I did an interesting interview with Damien Hoffman of Wall Street Cheat Sheet — most of the questions he asked were not the usual fare.

Have a look here . . .

Category: Media

Please use the comments to demonstrate your own ignorance, unfamiliarity with empirical data and lack of respect for scientific knowledge. Be sure to create straw men and argue against things I have neither said nor implied. If you could repeat previously discredited memes or steer the conversation into irrelevant, off topic discussions, it would be appreciated. Lastly, kindly forgo all civility in your discourse . . . you are, after all, anonymous.

17 Responses to “Wall Street Cheat Sheet”

  1. KidDynamite says:

    barry – fantastic explanation of the misconceptions of the Boskin Commission and the not-so-deflationary pricing life cycle of tech products.

  2. Red Pill says:

    Actually, a mathematical model (unless exhibiting chaotic dynamics) will by definition be very precise, giving the same result for the same inputs. However, regarding reality, it might not be accurate. Not accurate but very precise! Precision impresses a lot of people.
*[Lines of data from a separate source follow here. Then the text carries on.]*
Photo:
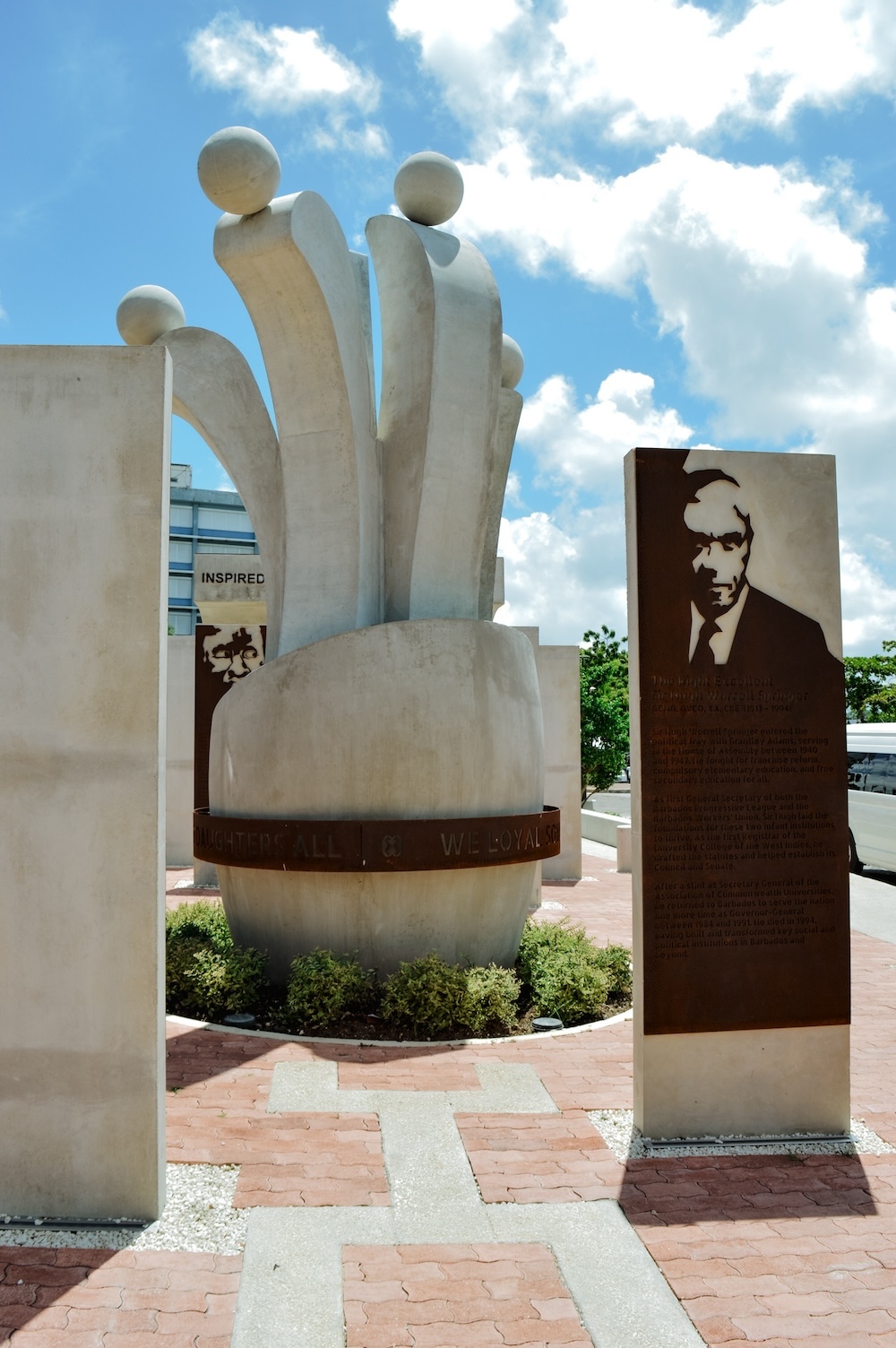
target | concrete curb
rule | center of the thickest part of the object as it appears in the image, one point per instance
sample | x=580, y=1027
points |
x=401, y=1043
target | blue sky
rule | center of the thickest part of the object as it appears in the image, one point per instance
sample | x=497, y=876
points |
x=687, y=209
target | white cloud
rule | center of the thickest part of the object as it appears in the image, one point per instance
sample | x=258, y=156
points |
x=285, y=70
x=869, y=603
x=583, y=448
x=566, y=569
x=564, y=578
x=650, y=69
x=759, y=272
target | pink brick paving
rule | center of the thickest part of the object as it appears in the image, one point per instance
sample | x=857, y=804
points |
x=538, y=1158
x=781, y=1252
x=93, y=1299
x=457, y=1296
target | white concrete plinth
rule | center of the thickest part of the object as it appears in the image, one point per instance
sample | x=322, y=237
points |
x=558, y=681
x=762, y=1083
x=83, y=540
x=178, y=756
x=430, y=719
x=624, y=848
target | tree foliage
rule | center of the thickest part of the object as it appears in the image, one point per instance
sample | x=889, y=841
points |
x=871, y=685
x=604, y=706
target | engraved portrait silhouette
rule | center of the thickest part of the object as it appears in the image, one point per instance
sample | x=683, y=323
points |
x=232, y=652
x=732, y=623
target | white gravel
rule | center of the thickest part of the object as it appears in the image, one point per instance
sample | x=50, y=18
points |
x=198, y=1217
x=621, y=1136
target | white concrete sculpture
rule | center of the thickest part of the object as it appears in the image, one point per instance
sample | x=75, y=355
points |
x=388, y=698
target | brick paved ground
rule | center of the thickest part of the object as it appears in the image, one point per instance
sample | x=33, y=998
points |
x=93, y=1299
x=453, y=1296
x=784, y=1252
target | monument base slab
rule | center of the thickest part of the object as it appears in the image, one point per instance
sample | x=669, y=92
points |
x=756, y=1083
x=433, y=719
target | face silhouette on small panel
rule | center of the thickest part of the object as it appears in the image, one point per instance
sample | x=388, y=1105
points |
x=232, y=655
x=719, y=542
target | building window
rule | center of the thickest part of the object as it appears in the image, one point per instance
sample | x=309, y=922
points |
x=224, y=521
x=179, y=586
x=225, y=548
x=179, y=553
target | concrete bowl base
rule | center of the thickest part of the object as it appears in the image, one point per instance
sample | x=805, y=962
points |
x=427, y=719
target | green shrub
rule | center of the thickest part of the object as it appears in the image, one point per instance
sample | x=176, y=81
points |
x=205, y=973
x=492, y=999
x=208, y=983
x=430, y=998
x=325, y=987
x=427, y=998
x=202, y=920
x=616, y=960
x=564, y=973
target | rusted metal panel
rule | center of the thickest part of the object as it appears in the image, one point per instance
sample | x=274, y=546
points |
x=376, y=845
x=744, y=834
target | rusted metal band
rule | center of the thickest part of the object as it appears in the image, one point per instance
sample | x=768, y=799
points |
x=376, y=844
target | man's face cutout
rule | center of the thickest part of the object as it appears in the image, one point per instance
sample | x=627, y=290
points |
x=721, y=540
x=233, y=658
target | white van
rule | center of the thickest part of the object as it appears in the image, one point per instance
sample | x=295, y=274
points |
x=871, y=752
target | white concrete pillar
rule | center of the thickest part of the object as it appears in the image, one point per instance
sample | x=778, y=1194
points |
x=558, y=684
x=83, y=537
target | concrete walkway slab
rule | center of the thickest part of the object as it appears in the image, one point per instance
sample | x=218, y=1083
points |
x=470, y=1153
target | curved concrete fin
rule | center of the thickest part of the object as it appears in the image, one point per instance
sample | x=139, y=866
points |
x=508, y=418
x=217, y=393
x=438, y=409
x=306, y=297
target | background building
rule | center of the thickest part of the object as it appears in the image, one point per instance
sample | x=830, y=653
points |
x=201, y=522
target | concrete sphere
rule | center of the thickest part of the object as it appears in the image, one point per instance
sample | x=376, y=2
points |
x=149, y=312
x=428, y=187
x=238, y=170
x=513, y=363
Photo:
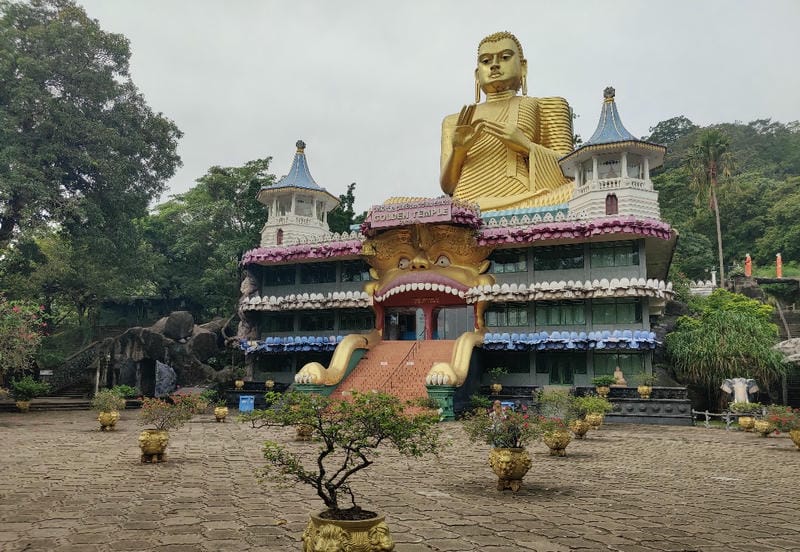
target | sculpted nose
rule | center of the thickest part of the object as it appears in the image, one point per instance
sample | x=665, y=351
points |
x=419, y=263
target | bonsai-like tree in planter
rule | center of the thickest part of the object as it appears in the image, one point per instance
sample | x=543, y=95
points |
x=349, y=433
x=162, y=416
x=495, y=374
x=603, y=383
x=108, y=403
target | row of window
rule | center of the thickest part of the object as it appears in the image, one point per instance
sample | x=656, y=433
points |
x=566, y=257
x=319, y=321
x=315, y=273
x=563, y=257
x=567, y=313
x=562, y=367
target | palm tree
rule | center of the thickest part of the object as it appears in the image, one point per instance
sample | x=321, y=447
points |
x=711, y=162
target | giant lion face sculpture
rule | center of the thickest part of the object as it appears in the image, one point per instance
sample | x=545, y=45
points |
x=431, y=263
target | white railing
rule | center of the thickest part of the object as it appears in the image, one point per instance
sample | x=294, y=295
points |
x=608, y=184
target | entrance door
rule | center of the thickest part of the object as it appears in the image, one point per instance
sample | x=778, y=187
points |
x=401, y=324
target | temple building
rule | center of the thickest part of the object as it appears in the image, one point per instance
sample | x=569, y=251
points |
x=429, y=294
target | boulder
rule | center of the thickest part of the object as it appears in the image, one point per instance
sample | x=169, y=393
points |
x=179, y=325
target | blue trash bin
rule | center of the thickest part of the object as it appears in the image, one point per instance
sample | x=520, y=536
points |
x=246, y=403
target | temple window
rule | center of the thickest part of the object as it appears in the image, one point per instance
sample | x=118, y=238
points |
x=561, y=367
x=304, y=206
x=317, y=273
x=565, y=257
x=321, y=321
x=612, y=204
x=616, y=311
x=588, y=170
x=609, y=254
x=562, y=313
x=514, y=362
x=356, y=320
x=508, y=260
x=511, y=314
x=355, y=272
x=279, y=275
x=277, y=323
x=631, y=364
x=284, y=205
x=609, y=168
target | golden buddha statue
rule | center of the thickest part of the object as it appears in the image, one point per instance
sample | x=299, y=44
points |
x=503, y=153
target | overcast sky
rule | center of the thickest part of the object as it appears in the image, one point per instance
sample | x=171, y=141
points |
x=366, y=83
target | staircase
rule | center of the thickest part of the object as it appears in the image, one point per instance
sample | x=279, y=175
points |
x=396, y=367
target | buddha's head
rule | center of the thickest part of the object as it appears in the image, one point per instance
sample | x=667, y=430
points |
x=501, y=63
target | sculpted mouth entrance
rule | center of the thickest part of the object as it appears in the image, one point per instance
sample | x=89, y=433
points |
x=423, y=285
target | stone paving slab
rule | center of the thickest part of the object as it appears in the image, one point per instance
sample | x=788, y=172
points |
x=66, y=486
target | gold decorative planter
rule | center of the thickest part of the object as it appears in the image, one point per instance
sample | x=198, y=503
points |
x=794, y=435
x=220, y=413
x=304, y=432
x=153, y=443
x=368, y=535
x=108, y=420
x=595, y=420
x=746, y=422
x=557, y=441
x=580, y=428
x=763, y=427
x=510, y=466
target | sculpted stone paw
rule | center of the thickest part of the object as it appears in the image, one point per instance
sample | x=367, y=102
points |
x=310, y=373
x=441, y=374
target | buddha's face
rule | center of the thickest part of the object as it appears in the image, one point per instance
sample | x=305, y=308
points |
x=500, y=67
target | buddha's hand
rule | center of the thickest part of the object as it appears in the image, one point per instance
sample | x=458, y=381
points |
x=465, y=135
x=509, y=134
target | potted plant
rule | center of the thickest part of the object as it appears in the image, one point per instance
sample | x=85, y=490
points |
x=350, y=434
x=107, y=403
x=746, y=413
x=495, y=374
x=784, y=418
x=162, y=416
x=602, y=384
x=646, y=382
x=25, y=389
x=592, y=408
x=238, y=377
x=508, y=432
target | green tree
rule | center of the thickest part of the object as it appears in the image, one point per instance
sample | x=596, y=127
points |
x=670, y=131
x=340, y=218
x=78, y=144
x=728, y=336
x=711, y=161
x=199, y=237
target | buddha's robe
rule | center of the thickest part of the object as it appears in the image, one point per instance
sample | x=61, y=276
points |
x=497, y=177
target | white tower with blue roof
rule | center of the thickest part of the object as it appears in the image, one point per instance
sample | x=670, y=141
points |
x=612, y=170
x=297, y=207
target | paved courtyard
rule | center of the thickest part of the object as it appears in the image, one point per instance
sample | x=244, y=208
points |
x=66, y=486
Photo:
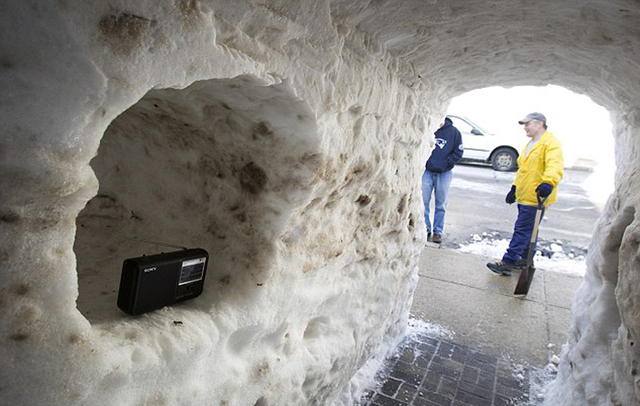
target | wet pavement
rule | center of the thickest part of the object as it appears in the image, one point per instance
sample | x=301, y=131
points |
x=500, y=346
x=428, y=371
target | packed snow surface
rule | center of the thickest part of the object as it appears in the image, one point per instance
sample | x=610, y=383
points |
x=288, y=140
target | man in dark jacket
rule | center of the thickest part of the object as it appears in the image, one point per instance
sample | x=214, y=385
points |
x=437, y=176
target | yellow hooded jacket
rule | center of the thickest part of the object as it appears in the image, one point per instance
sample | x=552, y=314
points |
x=544, y=164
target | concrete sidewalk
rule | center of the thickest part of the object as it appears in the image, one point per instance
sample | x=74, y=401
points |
x=458, y=292
x=500, y=343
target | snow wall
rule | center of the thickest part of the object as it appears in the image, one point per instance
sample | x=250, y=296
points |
x=287, y=139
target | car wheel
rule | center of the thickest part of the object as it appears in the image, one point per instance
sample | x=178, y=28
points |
x=504, y=160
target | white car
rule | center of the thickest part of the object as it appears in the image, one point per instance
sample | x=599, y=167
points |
x=482, y=146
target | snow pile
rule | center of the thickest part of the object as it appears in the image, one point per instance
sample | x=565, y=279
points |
x=551, y=256
x=288, y=140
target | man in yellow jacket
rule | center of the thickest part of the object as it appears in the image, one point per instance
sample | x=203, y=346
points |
x=540, y=169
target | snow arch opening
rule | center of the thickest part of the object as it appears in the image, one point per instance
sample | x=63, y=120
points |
x=219, y=165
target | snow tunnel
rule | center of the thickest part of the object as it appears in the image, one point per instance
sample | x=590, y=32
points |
x=218, y=165
x=304, y=190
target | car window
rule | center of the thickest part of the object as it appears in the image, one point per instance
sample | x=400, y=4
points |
x=462, y=125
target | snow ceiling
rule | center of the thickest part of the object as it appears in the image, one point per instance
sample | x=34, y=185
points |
x=287, y=139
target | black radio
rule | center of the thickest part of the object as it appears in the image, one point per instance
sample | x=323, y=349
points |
x=151, y=282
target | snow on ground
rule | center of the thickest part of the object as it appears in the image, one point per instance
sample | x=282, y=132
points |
x=556, y=256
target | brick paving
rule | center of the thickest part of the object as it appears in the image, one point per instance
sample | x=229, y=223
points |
x=429, y=371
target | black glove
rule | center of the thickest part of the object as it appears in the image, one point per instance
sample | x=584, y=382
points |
x=511, y=196
x=544, y=190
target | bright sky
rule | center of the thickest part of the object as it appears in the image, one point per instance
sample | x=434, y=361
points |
x=583, y=127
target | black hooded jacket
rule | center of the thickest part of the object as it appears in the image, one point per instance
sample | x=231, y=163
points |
x=448, y=149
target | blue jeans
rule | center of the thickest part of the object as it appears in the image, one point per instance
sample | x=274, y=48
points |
x=439, y=184
x=519, y=245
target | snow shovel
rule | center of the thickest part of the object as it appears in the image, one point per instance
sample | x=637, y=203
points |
x=524, y=281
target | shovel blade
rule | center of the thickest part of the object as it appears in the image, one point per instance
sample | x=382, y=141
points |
x=524, y=281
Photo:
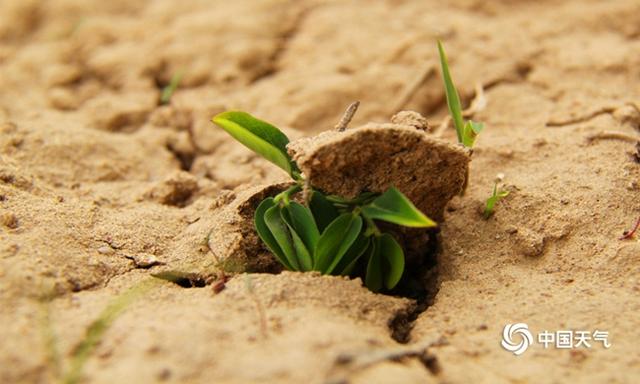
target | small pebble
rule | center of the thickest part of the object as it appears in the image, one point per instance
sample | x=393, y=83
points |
x=144, y=260
x=106, y=250
x=10, y=220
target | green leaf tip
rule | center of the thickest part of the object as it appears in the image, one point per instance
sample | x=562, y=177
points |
x=394, y=207
x=496, y=195
x=259, y=136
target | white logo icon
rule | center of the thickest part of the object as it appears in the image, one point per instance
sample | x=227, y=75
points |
x=520, y=330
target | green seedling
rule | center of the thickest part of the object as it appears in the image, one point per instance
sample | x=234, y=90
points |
x=325, y=233
x=496, y=195
x=168, y=90
x=467, y=131
x=93, y=334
    BR: Restated: They all are inaccurate, most are imprecise!

  3. call me ahab says:

    Morpheus . . .er . . . I mean . . . BR-

    great interview- looks like there is more to come- good observation that it was only a handful of people that brought AIG and Merril Lynch too their knees-

    that you were also likened to Sub Pop Records . . . pretty cool. . .so would the TBP be like the equivalent of Sub Pop’s Nirvana or . . . maybe Soundgarden?

  4. If you liked Barry in Part 1, in Part 2 he tells a story I believe will become Wall Street legend when our kids ask us about the Great Crash of 08. Should be up Monday.

    It was a pleasure and honor to have an hour long conversation with Barry. Tens of thousands of hours of dorm room philosophizing finally paid off.

    Thanks, Barry.

  5. Transor Z says:

    Nintendo, eh? Techmo Bowl?

  6. Mannwich says:

    Great interview, Barry & Damien. Well done. Looking forward to next week’s excerpt.

  7. Fredex says:

    Re restated: “All models are wrong, but some are useful.” – George Box, statistician

  8. willid3 says:

    BR, you observation about how prices deflate as you produce more of a good, is true of more than just technology (though it sure easier to see). it applies to just about any manufactured good. and models based on math (and computers) are always as good as those who picked the variables. and how they used them. and how they viewed the world too i would guess. and especially how their bosses do!!

  9. adeev says:

    “Anytime you are going to attempt to depict reality with a mathematical construct, the model will never be precise. ”

    I think you meant “human behavior” instead of reality because Newtonian and quantum mechanics,for example, quite accurately depict reality.


    Excellent point!

    I was being imprecise with my language, in referring to markets and the economy as reality

  10. wally says:

    “Anytime you are going to attempt to depict reality with a mathematical construct, the model will never be precise.”

    The name Kurt Godel comes to mind here.

  11. alfred e says:

    @Fredex: Had fortten about George Box’s classic statement. Seems relevant.

    @Wally: Wow! I guess this is the math stream. So how many people exactly remember Box and Godel?

  12. Mike in Nola says:

    Bailing out into Poly Sci? What a wimp.

  13. mickslam says:

    The Subpop of the economics world! That is a very high complement.

    Interesting that you use a factor model approach. Factor models when used correctly (basically managing less than a few billion) are incredible.


    The equation for sampling with replacement is the basis of all intelligent risk management. Most people do not understand this, so risk way, way, way too much or look at entirely inappropriate metrics, like VAR. Vary the success ratio until you reach historical lows or highs and you will have a good, but not exact, idea of the risk you are facing. Stress test with crazy numbers, and you will get your max risk over a 20 year trading period. Basically, sampling with replacement will tell you how bad it is likely to get over the next X trades, given your assumptions. The assumptions are simple enough to be “played with” and intuitively known.

    Winning streaks and losing “streaks” are far more common than people expect. So many of the best traders in the world were gambling statistics freaks – who use this equation constantly in one form or another.

  14. Zed says:

    Barry, is that your Blue Steel?

  15. jonpublic says:

    Your picture needs a caption, like “I am serious picture, the big.” or some other LOL cat quote.

  16. Groty says:

    “The sweater” makes a comeback in the dog days of summer!!